After completing his studies, Hasan became the principal of Madrasa Qasmia, an Islamic school established by his teacher Nanautawi in Khurja. He then served in the Islamic institutions in Delhi and Sambhal as a principal, the institutions being likely Madrasa Abdur-Rab, Delhi; and Madrasa Jama Masjid, Sambhal. He became the principal of Madrasa Shahi in Moradabad upon its inception it 1879 (1296 AH), a post he served until 1885 (Dhu al-Qadah 1303 AH). Later, he moved to Amroha, where he re-established an old madrasah in the Jama Masjid, (Note: This is now known as Madrasa Islamia Amroha or Jamia Islamia Arabia Amroha, and is among the prominent Islamic institutions in India. It was earlier established by Muhammad Qasim Nanautawi.) and occupied himself with the teaching responsibilities, and served as the first rector, principal and senior hadith professor. Few years later, the executive council of Darul Uloom Deoband, called him to teach at the seminary. He taught there for just two months and then moved back to Amroha. His students included Ismail Sambhali.

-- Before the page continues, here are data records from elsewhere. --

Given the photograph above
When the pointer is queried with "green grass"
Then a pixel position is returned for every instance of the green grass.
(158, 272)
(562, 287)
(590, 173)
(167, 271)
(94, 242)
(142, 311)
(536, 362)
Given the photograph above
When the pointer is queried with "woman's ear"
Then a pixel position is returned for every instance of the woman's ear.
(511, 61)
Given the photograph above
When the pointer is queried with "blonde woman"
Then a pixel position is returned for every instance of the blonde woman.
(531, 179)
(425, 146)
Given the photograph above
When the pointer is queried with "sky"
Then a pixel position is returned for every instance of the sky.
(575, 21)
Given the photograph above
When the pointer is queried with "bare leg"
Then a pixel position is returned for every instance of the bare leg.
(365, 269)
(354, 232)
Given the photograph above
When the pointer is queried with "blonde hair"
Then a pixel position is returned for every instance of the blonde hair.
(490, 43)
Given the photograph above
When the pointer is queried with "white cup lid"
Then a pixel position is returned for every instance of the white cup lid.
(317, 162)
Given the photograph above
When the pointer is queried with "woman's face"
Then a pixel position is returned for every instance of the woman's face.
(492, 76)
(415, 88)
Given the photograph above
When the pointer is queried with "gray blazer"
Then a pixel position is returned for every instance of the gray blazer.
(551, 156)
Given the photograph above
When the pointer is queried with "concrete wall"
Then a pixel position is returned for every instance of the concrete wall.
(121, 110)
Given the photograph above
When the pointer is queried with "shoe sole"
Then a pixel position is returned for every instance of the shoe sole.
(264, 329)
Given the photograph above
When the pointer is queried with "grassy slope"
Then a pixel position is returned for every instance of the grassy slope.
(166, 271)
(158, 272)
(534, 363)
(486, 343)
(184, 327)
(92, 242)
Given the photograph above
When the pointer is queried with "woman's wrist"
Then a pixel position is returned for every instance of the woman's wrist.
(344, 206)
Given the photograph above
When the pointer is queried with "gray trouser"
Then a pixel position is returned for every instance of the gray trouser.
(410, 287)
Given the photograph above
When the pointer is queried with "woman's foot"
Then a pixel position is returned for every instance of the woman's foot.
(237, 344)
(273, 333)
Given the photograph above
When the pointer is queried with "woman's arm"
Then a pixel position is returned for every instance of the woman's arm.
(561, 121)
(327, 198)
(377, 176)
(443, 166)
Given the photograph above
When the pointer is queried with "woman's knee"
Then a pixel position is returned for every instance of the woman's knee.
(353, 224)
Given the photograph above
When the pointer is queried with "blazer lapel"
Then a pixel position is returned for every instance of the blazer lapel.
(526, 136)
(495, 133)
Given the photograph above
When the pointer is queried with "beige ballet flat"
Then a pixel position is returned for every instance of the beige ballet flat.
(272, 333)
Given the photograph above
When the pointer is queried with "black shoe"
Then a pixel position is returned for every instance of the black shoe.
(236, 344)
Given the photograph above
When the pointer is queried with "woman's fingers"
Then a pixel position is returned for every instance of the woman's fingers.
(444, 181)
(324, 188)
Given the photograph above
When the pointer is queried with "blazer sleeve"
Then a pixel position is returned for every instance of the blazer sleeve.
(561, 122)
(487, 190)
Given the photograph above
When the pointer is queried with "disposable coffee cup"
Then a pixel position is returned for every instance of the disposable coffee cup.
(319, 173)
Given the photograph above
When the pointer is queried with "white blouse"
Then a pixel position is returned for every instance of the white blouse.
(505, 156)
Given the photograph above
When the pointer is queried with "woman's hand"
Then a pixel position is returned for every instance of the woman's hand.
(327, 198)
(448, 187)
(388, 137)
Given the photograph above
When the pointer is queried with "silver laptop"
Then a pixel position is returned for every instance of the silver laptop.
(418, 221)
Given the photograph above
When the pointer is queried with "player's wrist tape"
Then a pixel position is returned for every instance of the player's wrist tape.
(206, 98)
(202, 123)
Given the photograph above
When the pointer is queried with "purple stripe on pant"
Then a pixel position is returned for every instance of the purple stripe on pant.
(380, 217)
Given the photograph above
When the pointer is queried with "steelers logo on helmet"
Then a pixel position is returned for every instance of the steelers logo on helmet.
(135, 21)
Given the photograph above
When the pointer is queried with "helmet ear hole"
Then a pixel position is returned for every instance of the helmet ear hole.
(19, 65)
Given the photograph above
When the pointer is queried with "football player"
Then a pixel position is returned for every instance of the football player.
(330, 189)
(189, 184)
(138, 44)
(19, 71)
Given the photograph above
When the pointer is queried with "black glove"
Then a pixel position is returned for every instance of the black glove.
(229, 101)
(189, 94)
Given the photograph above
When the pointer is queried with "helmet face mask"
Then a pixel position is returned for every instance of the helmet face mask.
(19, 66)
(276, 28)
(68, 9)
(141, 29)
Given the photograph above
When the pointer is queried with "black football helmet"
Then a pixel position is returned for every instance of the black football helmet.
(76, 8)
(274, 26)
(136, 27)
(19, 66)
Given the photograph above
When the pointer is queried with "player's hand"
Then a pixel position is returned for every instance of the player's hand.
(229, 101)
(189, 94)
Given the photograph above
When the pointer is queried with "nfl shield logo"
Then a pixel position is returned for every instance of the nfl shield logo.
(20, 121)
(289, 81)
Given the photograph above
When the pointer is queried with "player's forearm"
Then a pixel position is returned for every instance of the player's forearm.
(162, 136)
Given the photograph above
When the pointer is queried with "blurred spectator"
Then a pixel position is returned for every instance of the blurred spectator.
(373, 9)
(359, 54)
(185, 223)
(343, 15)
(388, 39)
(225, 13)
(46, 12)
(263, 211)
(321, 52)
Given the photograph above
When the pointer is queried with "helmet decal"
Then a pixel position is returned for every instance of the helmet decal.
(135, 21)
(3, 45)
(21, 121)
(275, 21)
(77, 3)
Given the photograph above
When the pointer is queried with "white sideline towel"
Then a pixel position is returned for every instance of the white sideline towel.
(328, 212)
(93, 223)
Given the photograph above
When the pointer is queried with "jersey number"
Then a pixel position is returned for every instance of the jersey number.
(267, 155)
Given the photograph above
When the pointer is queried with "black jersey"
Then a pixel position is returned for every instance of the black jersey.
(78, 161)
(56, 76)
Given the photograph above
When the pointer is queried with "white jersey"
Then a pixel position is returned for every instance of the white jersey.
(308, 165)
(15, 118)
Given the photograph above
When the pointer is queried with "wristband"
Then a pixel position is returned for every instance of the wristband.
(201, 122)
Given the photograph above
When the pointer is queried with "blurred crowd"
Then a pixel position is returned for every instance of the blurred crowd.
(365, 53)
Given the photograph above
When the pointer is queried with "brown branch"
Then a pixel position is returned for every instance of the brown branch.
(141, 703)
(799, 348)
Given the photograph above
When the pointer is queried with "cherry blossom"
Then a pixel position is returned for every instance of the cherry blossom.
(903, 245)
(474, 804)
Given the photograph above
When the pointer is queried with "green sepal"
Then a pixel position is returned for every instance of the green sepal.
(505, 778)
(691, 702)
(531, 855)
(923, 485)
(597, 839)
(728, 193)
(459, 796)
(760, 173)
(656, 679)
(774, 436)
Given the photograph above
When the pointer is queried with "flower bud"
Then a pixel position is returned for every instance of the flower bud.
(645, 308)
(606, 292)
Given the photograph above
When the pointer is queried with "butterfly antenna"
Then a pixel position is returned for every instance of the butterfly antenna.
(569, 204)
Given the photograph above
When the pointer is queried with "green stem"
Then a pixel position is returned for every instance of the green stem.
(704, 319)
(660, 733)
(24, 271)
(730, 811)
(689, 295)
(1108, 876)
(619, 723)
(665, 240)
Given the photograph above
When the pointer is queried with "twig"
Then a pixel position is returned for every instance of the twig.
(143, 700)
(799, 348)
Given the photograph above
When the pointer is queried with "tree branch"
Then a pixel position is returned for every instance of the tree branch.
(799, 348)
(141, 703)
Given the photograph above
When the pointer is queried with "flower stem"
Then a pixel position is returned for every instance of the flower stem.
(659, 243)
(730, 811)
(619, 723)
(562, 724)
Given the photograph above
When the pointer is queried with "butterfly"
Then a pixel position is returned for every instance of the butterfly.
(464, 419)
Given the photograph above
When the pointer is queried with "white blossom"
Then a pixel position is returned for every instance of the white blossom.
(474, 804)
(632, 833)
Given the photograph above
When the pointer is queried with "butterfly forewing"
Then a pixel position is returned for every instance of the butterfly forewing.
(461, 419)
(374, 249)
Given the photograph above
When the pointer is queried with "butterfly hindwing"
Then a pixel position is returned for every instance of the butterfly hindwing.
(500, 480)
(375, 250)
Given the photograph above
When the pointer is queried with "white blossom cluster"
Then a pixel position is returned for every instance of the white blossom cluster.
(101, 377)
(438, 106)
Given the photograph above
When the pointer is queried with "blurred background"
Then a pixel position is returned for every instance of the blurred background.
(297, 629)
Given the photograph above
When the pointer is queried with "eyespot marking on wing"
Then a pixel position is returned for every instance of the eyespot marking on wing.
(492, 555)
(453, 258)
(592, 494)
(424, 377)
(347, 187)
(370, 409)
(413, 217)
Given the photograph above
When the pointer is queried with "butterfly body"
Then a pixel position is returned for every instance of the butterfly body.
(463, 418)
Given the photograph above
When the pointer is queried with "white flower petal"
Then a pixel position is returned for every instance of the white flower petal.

Hasan was a member of the executive council of the Darul Uloom Deoband from 1895 to 1912. He was a founder members of Mahmud Hasan Deobandi's Thamratut-Tarbiyyat. He debated with Arya Samaj people and was among the prominent Muslim scholars who debated Ahmadis. On 15 June 1909, he debated with Ahmadis in Rampur alongside Sanaullah Amritsari, and defeated them. His literary works include Ifādāt-e-Aḥmadiyyah, Izālatul Waswās and Al-Ma'lūmāt al-Ilāhiyyah. He was a jurist and his religious edicts are found in the libraries of Phalauda and Rampur.

Hasan died of plague on 18 March 1912 in Amroha, Moradabad. His funeral prayers were led by Hafiz Muhammad Ahmad. Kifayatullah Dehlawi, Habibur Rahman Usmani and Mahmud Hasan Deobandi expressed grief over his death.